3. Analytical Results

In this section, we demonstrate the effectiveness of our method over real data. The performance is evaluated in different aspects. Experiments are conducted to analyze the performance of our proposed algorithms in comparison to classical unsupervised methods in SAX ^[29], SAX_TD ^[31] and ESAX ^[30] on ECG dataset. All above methods are used to calculate the similarity and anomaly score among dataset and we use KNN to find the most likely anomalies. We set the $k = 3$ . The experiments are conducted on a 2.5GHz processor with 16GB physical memory, running Window 10.

3.1. Experimental setup

3.1.1. Data set

In this section, we use our method to evaluate the data sets downloaded from PhysioBank ^[33]. The BIDMC Dataset "chf07" is a 20-hour long ECG which have been independently classified into five types. In order to detect the anomalies, we simply divide the multi-class into two class, and the default physionet annotations are converted into AAMI recommended categories as showing in Table 2, and different class has different shape as shown in Figure 3, therefore, the trend method is useful in these data sets. We simply combine the Normal beat and one of other abnormal beats together, and we name them with the representations such as "N+r", "N+S", etc.

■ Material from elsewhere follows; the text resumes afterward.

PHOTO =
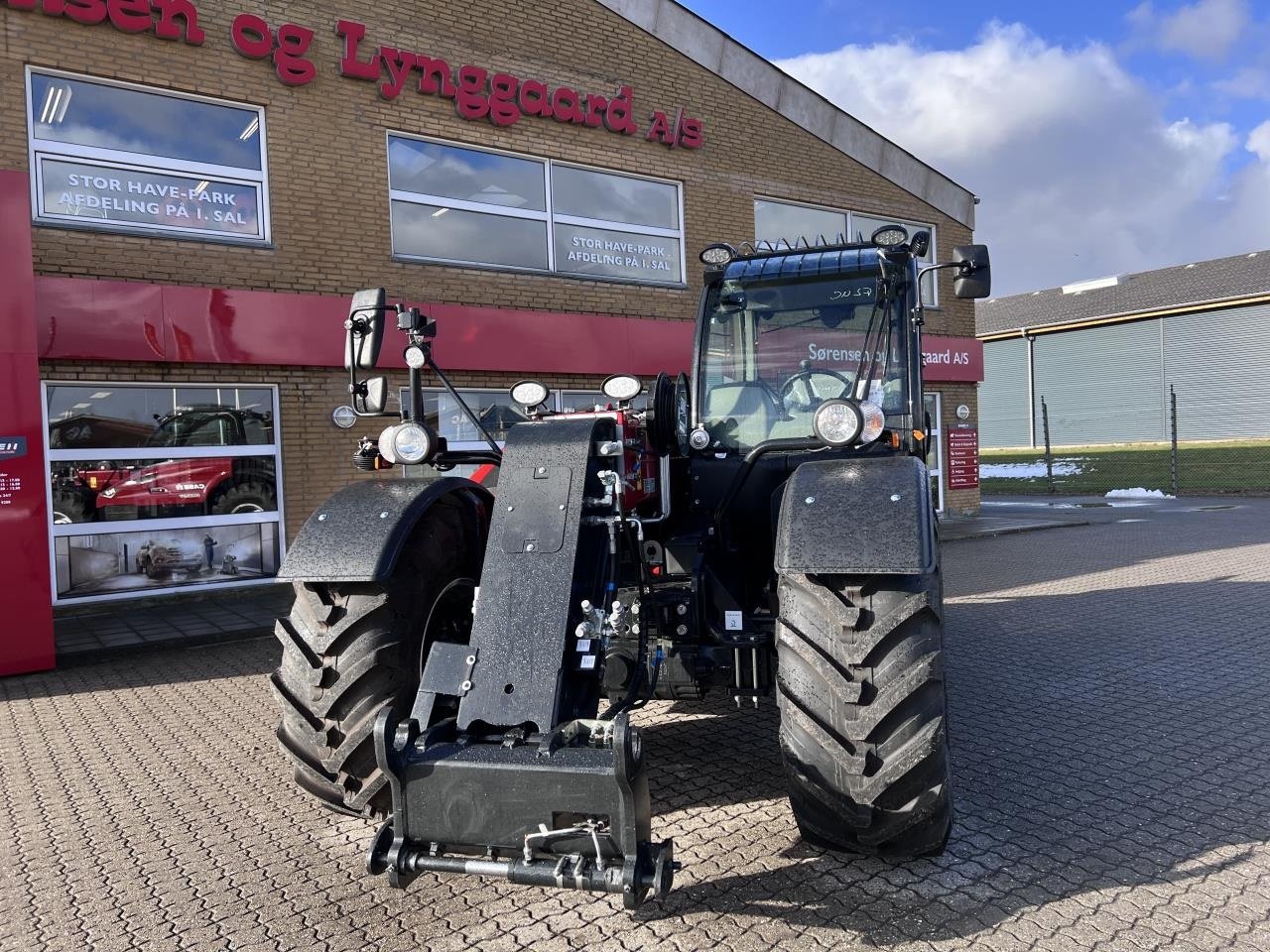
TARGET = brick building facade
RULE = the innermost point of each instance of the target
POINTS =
(715, 123)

Table 2. AAMI recommended beat of five classes and number of ECG in MIT-BIH.

No.	Classes	representation	Number
1	Normal beat	N	2919
2	R-on-T Premature Ventricular Contraction	r	1767
3	Supraventricular ectopic beat	S	194
4	Premature Ventricular Contraction	V	96
5	Unknown beat	Q	24

| Show Table

DownLoad: CSV

Figure 3. The shape of BIDMC Dataset ch07. Different shapes of ECG segment in five class. The last one is unknown beat so their shapes are different.

DownLoad: Full-Size Img PowerPoint

3.1.2. Comparison methods and Metrics

As base lines, we use several anomaly detection techniques such as SAX ^[29], SAX_TD ^[31], ESAX ^[30]. We compare the baselines with the proposed method TSAX. SAX_TD uses the deviation numerical value between the starting/ending point and mean value as the trend information. ESAX uses the maximum and minimum values based on sax, but symbolizes both values along the way as SAX. To demonstrate the detection ability of the proposed method, True positive (TP), false positive (FP), true negative (TN) and false negative (FN) are defined in Table 3.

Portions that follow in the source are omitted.